On a foggy winter's night in 1865, a group of Birmingham journalists from the Daily Post, the Daily Gazette and the Midland Counties Herald decided the city needed a press club.
Its aim, they decreed on that chill Victorian evening, was "to promote social intercourse" among journalists.
Clearly those hacks called it correctly because Birmingham Press Club survives to this day as the oldest in the world.
But it begs a question.
What relevance does such an organisation have in an age of emails, blogs, mobile phones, texts, iPods, digital photography, Bluetooth, sat nav, CD-roms and DVDs?
Do today's journalists need a Press Club when they can satisfy their desire for "social inter-course" over the phone or via text or email?
If our recent experience is anything to go by, the answer is a resounding "yes".
In just under 12 months, Birmingham Press Club has doubled its member-ship to just short of 400.
There were heady days when the club had its own premises.

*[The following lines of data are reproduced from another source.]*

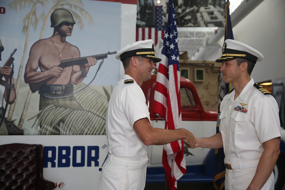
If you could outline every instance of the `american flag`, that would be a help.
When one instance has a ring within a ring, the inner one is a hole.
[[[154,111],[165,119],[165,128],[181,127],[179,50],[175,13],[173,0],[169,0],[168,20],[160,57],[154,92]],[[163,146],[162,163],[170,190],[177,189],[177,180],[186,172],[183,141]]]
[[[136,41],[151,39],[156,45],[159,38],[163,39],[164,30],[163,25],[163,9],[162,5],[155,6],[155,27],[137,28],[136,30]]]

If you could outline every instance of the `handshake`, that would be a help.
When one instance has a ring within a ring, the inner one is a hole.
[[[198,147],[198,139],[195,137],[193,134],[189,131],[184,129],[182,129],[183,130],[184,134],[186,135],[186,137],[182,139],[186,144],[187,147],[191,148]]]

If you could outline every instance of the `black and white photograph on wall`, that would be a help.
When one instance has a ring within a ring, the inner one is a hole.
[[[178,27],[224,27],[225,0],[174,0]],[[155,7],[163,7],[163,26],[167,22],[168,0],[138,0],[137,27],[153,27]]]

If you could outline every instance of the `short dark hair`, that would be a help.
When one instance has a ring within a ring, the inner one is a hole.
[[[254,66],[255,65],[255,63],[252,61],[242,58],[237,58],[236,59],[237,62],[237,66],[240,66],[241,64],[244,62],[247,63],[247,73],[250,75],[253,69],[253,68],[254,67]]]
[[[144,58],[141,56],[134,56],[139,61],[141,62],[143,61]],[[124,67],[124,69],[127,69],[129,67],[129,66],[130,64],[130,62],[131,61],[131,57],[125,58],[122,60],[122,62],[123,63],[123,66]]]

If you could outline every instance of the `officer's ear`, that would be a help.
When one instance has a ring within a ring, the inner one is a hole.
[[[248,64],[247,62],[243,62],[241,64],[241,72],[244,72],[245,71],[247,71],[247,66],[248,66]]]
[[[135,57],[133,56],[131,58],[131,63],[134,67],[136,67],[138,66],[137,63],[138,63],[138,60]]]

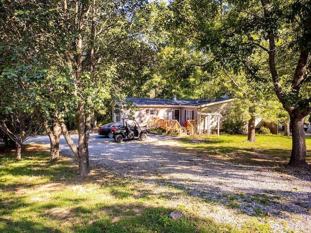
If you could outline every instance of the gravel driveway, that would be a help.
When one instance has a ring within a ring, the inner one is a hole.
[[[149,134],[143,142],[121,143],[97,134],[90,136],[92,167],[187,191],[204,200],[202,217],[237,227],[255,218],[271,226],[271,232],[311,232],[310,171],[232,163],[208,152],[185,150],[178,138],[168,136]],[[74,140],[77,137],[72,135]],[[25,144],[32,142],[49,144],[49,140],[38,136]],[[62,155],[72,156],[63,137],[60,148]],[[178,206],[183,200],[175,198]]]

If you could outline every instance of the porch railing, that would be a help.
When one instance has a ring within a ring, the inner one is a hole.
[[[181,126],[177,120],[162,120],[156,118],[148,121],[147,127],[149,129],[163,129],[171,133],[177,132],[179,136],[181,135]]]
[[[191,135],[193,135],[196,133],[198,128],[198,121],[197,120],[187,120],[187,131]]]

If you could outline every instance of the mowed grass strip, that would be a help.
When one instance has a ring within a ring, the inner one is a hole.
[[[227,153],[224,150],[227,147],[230,153],[238,150],[246,155],[254,149],[275,151],[274,156],[280,158],[284,156],[283,150],[290,154],[290,139],[273,138],[274,147],[272,139],[263,137],[257,137],[256,143],[249,145],[241,143],[245,137],[225,135],[203,138],[205,141],[196,144],[184,140],[184,145],[200,151],[213,150],[213,156],[224,157]],[[310,139],[307,141],[310,158],[311,141]],[[280,145],[276,146],[278,143]],[[271,230],[268,223],[259,223],[256,216],[250,216],[249,220],[239,229],[202,217],[198,214],[201,211],[197,211],[206,208],[202,207],[205,204],[202,200],[172,187],[146,184],[102,169],[93,170],[81,181],[74,161],[62,157],[49,162],[48,150],[39,145],[24,148],[21,160],[16,161],[15,156],[14,153],[0,152],[1,233],[267,233]],[[176,207],[172,197],[165,195],[167,193],[173,193],[193,207]],[[211,208],[217,209],[217,204],[209,204],[215,205]],[[179,220],[167,217],[173,211],[182,212],[184,216]]]
[[[230,160],[245,165],[278,166],[287,164],[292,151],[292,137],[281,135],[256,135],[255,142],[245,141],[247,136],[221,135],[217,137],[198,135],[182,138],[182,146],[188,150],[203,152],[206,156]],[[306,137],[306,161],[311,163],[311,136]]]

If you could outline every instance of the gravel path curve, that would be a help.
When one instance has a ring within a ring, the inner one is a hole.
[[[72,135],[74,140],[77,136]],[[49,141],[38,136],[26,141],[32,142]],[[72,156],[62,137],[60,148],[62,155]],[[117,143],[91,134],[89,150],[93,168],[150,185],[169,185],[200,198],[205,205],[200,209],[204,210],[202,217],[237,227],[251,218],[269,224],[271,232],[311,232],[310,171],[232,163],[186,150],[177,137],[155,134],[143,142]],[[183,201],[177,199],[176,205]]]

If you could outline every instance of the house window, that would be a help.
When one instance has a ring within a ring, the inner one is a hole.
[[[121,121],[121,111],[120,109],[116,109],[115,111],[114,121],[115,122],[120,122]]]
[[[193,119],[193,110],[186,110],[185,120]]]
[[[157,110],[156,109],[146,109],[146,115],[157,115]]]

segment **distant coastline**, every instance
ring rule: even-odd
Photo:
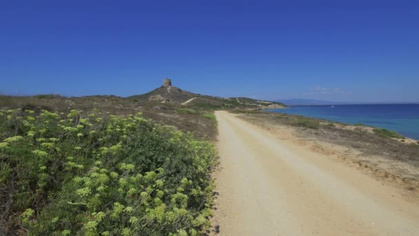
[[[419,104],[417,104],[290,106],[285,110],[267,111],[378,127],[419,139]]]

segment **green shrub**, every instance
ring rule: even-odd
[[[305,127],[313,129],[318,129],[320,127],[320,122],[318,121],[305,117],[297,117],[295,119],[289,121],[288,124],[294,126]]]
[[[403,137],[395,131],[386,130],[385,128],[376,128],[373,130],[376,135],[384,138],[396,138],[401,139]]]
[[[0,235],[202,235],[215,157],[139,113],[1,110]]]

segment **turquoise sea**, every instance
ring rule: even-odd
[[[419,104],[305,106],[269,111],[352,124],[360,123],[419,139]]]

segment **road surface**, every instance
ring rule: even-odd
[[[220,235],[419,235],[414,197],[224,111]]]

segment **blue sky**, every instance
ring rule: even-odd
[[[419,101],[419,1],[3,1],[0,92]]]

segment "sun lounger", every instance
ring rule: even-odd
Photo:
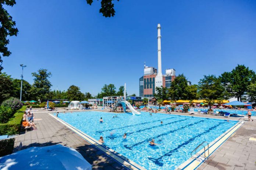
[[[229,117],[230,115],[230,113],[228,113],[227,112],[226,112],[225,113],[225,114],[224,115],[224,117],[228,118]]]
[[[217,116],[219,116],[220,115],[220,113],[219,112],[217,111],[216,112],[216,113],[214,113],[214,112],[211,113],[211,115],[217,115]]]

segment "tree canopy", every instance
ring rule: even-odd
[[[117,0],[119,1],[119,0]],[[90,5],[93,1],[93,0],[86,0],[87,4]],[[102,0],[100,4],[101,8],[100,9],[100,13],[101,13],[103,16],[105,17],[110,17],[114,16],[115,13],[115,11],[114,9],[114,4],[112,2],[114,0]]]
[[[200,98],[209,104],[210,109],[214,100],[224,98],[224,87],[220,79],[214,75],[204,75],[198,83],[198,87]]]
[[[0,1],[0,71],[3,70],[2,56],[9,56],[11,53],[7,45],[10,41],[8,36],[17,36],[18,30],[15,27],[16,23],[13,17],[3,7],[4,5],[12,7],[16,4],[15,0],[3,0]]]
[[[32,74],[35,77],[31,90],[33,97],[41,100],[50,97],[49,95],[51,84],[48,78],[51,76],[51,72],[48,73],[46,69],[40,69],[38,73],[32,73]]]
[[[252,80],[255,80],[255,72],[244,65],[238,65],[231,72],[225,72],[220,79],[229,97],[234,97],[241,101]]]
[[[80,88],[74,85],[70,86],[67,92],[68,100],[83,100],[85,99],[84,95],[80,91]]]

It also has to be said that in its 141 years, the Press Club has lurched in and out of solvency.
However, it is thriving once more thanks largely to the generous support of Royal Mail.

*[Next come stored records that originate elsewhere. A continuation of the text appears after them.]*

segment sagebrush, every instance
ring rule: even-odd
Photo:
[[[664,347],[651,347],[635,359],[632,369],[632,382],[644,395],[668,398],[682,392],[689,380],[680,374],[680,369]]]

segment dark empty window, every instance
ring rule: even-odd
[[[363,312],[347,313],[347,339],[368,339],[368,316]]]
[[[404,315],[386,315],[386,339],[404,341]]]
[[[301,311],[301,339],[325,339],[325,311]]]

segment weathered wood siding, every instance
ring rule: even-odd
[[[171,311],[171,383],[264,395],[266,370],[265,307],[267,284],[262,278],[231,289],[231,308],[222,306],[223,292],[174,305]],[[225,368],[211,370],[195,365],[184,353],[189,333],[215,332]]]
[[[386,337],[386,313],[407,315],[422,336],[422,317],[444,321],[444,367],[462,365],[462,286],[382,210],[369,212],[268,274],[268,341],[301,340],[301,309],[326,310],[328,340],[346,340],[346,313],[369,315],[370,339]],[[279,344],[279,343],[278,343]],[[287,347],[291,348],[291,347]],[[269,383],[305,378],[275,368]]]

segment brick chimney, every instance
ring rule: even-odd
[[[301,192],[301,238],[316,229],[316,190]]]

The club also has a "home" - the Old Royal public house on the corner of Church Street and Cornwall Street, Birmingham - where members meet at 5.30pm on the first Thursday of each month for "social intercourse".

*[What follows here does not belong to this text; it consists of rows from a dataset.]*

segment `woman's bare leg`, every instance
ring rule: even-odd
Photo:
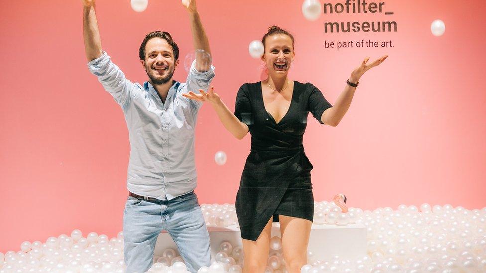
[[[260,273],[265,271],[270,251],[273,219],[273,217],[270,217],[256,241],[242,239],[244,253],[243,273]]]
[[[279,215],[282,248],[285,267],[289,273],[300,273],[307,263],[307,245],[312,222],[308,220]]]

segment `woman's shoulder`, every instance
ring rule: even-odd
[[[315,89],[317,89],[311,83],[301,83],[297,81],[294,81],[294,89],[295,89],[296,87],[303,91],[312,91]]]
[[[256,83],[245,83],[242,85],[242,86],[240,88],[243,89],[248,89],[252,88],[257,88],[259,86],[261,85],[261,81],[258,81]]]

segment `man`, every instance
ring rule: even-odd
[[[209,235],[197,197],[194,129],[202,102],[182,96],[207,90],[214,77],[208,62],[209,44],[195,0],[183,0],[191,20],[198,52],[187,83],[172,80],[179,48],[170,35],[147,35],[139,50],[149,80],[143,86],[127,80],[102,51],[95,0],[82,0],[83,29],[90,71],[121,106],[129,132],[131,152],[123,215],[126,272],[143,272],[152,265],[157,236],[167,230],[187,269],[196,272],[210,264]]]

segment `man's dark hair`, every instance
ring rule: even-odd
[[[175,43],[175,42],[172,40],[172,37],[170,36],[169,32],[159,30],[150,32],[145,36],[145,39],[143,39],[142,44],[140,46],[140,50],[138,52],[140,59],[145,60],[145,47],[147,45],[148,40],[157,37],[167,41],[169,45],[172,48],[172,51],[174,51],[174,60],[177,61],[179,59],[179,47],[177,46],[177,44]]]

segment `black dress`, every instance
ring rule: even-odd
[[[332,106],[312,84],[294,83],[288,111],[278,124],[265,108],[261,82],[238,90],[235,115],[251,134],[235,202],[243,239],[256,241],[272,215],[273,222],[279,214],[313,220],[313,167],[302,138],[309,112],[324,124],[322,113]]]

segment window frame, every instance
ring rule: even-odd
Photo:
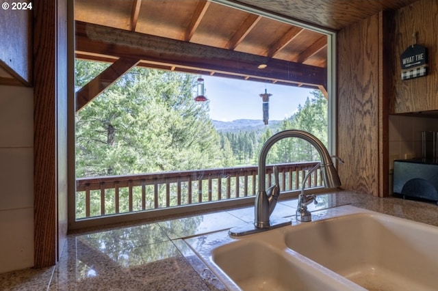
[[[230,0],[211,0],[213,2],[227,5],[235,9],[246,11],[258,14],[263,17],[269,18],[277,21],[292,24],[305,28],[327,36],[327,93],[328,93],[328,150],[332,155],[336,155],[336,128],[337,128],[337,109],[336,109],[336,32],[330,29],[318,27],[313,27],[309,24],[302,23],[299,21],[275,14],[274,13],[250,7],[246,5],[232,2]],[[154,219],[168,215],[187,214],[187,207],[175,208],[163,208],[153,211],[146,211],[134,213],[120,214],[111,217],[100,217],[77,221],[75,217],[75,199],[76,199],[76,177],[75,177],[75,18],[74,18],[74,1],[68,1],[68,228],[77,230],[89,227],[97,227],[105,224],[128,222],[134,220],[144,219]],[[253,199],[254,197],[248,197]],[[237,202],[234,200],[214,202],[214,206],[211,204],[190,206],[194,210],[192,211],[207,210],[211,208],[217,208],[218,203],[221,203],[223,208],[238,206],[239,204],[248,204],[248,201],[240,199]]]

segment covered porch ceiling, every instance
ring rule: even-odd
[[[415,1],[241,2],[334,31]],[[326,92],[327,36],[318,32],[320,29],[302,28],[218,2],[75,0],[76,57],[113,63],[77,93],[77,109],[134,66]],[[266,68],[259,68],[260,65]]]

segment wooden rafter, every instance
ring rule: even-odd
[[[316,87],[326,85],[326,69],[198,44],[76,22],[77,55],[88,59],[127,57],[138,66]],[[266,64],[265,69],[258,69]]]
[[[313,42],[310,46],[309,46],[305,51],[303,51],[300,53],[294,61],[298,63],[303,63],[306,59],[309,59],[313,55],[318,53],[323,48],[327,47],[327,37],[326,36],[322,36],[316,42]]]
[[[139,61],[140,59],[120,57],[88,82],[76,93],[76,111],[81,110]]]
[[[134,0],[132,4],[132,12],[131,14],[131,31],[135,31],[140,14],[140,8],[142,6],[142,0]]]
[[[268,49],[265,54],[269,57],[274,57],[303,31],[303,28],[296,26],[292,27],[287,32]]]
[[[205,0],[201,0],[196,6],[196,10],[195,10],[193,16],[192,17],[192,20],[190,21],[190,24],[188,27],[187,27],[187,30],[185,31],[185,35],[184,37],[184,40],[186,42],[190,42],[192,39],[192,37],[194,34],[194,32],[196,31],[198,26],[199,26],[199,23],[201,20],[204,17],[204,14],[207,12],[208,9],[208,6],[210,5],[210,1],[207,1]]]
[[[261,16],[259,15],[250,14],[225,45],[225,48],[235,49],[261,19]]]

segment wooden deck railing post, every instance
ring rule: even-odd
[[[315,165],[315,162],[279,165],[281,191],[299,189],[306,174]],[[268,186],[274,182],[272,167],[266,167]],[[259,190],[257,185],[257,167],[250,166],[91,177],[77,179],[77,193],[85,193],[85,217],[99,217],[253,195]],[[194,183],[197,185],[196,189],[198,191],[194,202]],[[312,174],[309,181],[306,181],[306,186],[322,186],[322,178],[318,169]],[[151,190],[153,188],[153,191]],[[120,195],[120,189],[123,193],[127,192],[127,198],[125,195]],[[96,200],[97,198],[94,191],[100,191],[99,201]],[[140,192],[141,195],[137,194]],[[114,193],[114,208],[112,203],[107,203],[112,197],[109,196],[112,193]],[[81,195],[84,197],[83,194]],[[100,209],[92,208],[99,202]]]

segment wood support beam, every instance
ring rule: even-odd
[[[250,14],[225,45],[225,48],[234,50],[261,19],[261,16],[259,15]]]
[[[305,51],[303,51],[294,61],[298,63],[303,63],[306,59],[309,59],[313,55],[318,53],[322,49],[327,47],[327,37],[326,36],[322,36],[316,42],[313,42],[310,46],[309,46]]]
[[[269,57],[274,57],[303,31],[303,28],[296,26],[292,27],[279,40],[275,42],[275,43],[269,48],[265,54]]]
[[[131,31],[136,31],[137,22],[138,21],[138,15],[140,14],[140,8],[142,6],[142,0],[134,0],[132,4],[132,12],[131,14],[130,28]]]
[[[88,82],[76,93],[76,111],[81,110],[139,61],[139,59],[121,57]]]
[[[107,55],[166,64],[177,71],[207,71],[251,79],[326,87],[325,68],[272,59],[224,48],[76,23],[77,53],[82,57]],[[142,61],[142,63],[143,61]],[[265,64],[265,69],[257,68]],[[180,69],[181,68],[181,69]]]
[[[196,10],[194,12],[194,14],[192,16],[192,21],[190,21],[190,24],[189,25],[187,30],[185,31],[185,36],[184,37],[184,40],[186,42],[190,42],[192,39],[192,37],[194,34],[194,32],[196,31],[196,29],[199,26],[199,23],[201,20],[202,20],[204,17],[204,14],[207,12],[208,7],[210,5],[210,1],[207,1],[205,0],[201,0],[198,3],[198,6],[196,6]]]

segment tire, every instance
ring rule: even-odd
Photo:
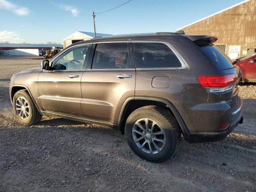
[[[26,90],[20,90],[15,93],[12,100],[12,106],[15,117],[24,125],[34,124],[42,118],[42,115]]]
[[[152,128],[153,124],[155,125]],[[125,133],[128,144],[134,153],[154,162],[170,158],[181,140],[180,128],[174,116],[166,109],[155,106],[141,107],[132,112],[126,120]]]

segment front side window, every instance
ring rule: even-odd
[[[70,48],[60,55],[52,62],[54,70],[81,70],[85,57],[89,53],[91,45]]]
[[[137,68],[180,67],[181,63],[165,44],[160,43],[133,43]]]
[[[127,43],[102,43],[96,45],[92,69],[129,68]]]

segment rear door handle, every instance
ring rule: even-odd
[[[75,75],[74,74],[70,74],[70,75],[68,75],[68,76],[72,79],[72,78],[76,78],[77,77],[79,77],[79,75]]]
[[[120,78],[120,79],[123,79],[124,78],[132,78],[132,76],[131,75],[125,75],[123,74],[120,74],[116,76],[116,77]]]

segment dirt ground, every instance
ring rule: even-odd
[[[240,86],[244,123],[223,141],[191,144],[148,162],[123,136],[102,126],[54,117],[24,126],[9,97],[12,74],[39,57],[0,56],[0,191],[256,191],[256,84]]]

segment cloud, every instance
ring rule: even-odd
[[[0,31],[0,42],[8,41],[10,43],[18,43],[23,40],[20,38],[20,34],[15,31]]]
[[[64,5],[64,4],[55,4],[59,8],[63,10],[65,10],[66,11],[70,11],[73,16],[76,17],[79,14],[79,11],[77,8],[71,6],[70,5]]]
[[[27,15],[30,12],[27,8],[10,3],[6,0],[0,0],[0,8],[12,11],[20,16]]]

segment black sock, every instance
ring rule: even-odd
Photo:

Attendance is, of course, not influenced, by the attraction of free drinks.
Members are now enjoying many more benefits, including discounts at bars, restaurants, theatres, clubs and much more
across the city. A new directory, the first since 1997, is to be published shortly and there are many celebrity lunches.
The highlight of the year will be our Annual Awards, where journalists across the Midlands are recognised for their work. This year's event takes place at the Botanical Gardens on October 12.
The club's ranks include most of Birmingham's leading personalities in newspapers, radio and TV - something that is reflected in the make-up of its board.
We hope one day to again have our own premises.
You only have to look at Washington DC's Press Club to understand what can be done.
A booming membership, well-attended events and numerous benefits seem to tell us that Birmingham wants a Press Club. Many people in busy jobs give up their time free to preserve it in the hope that it survives for another 141 years.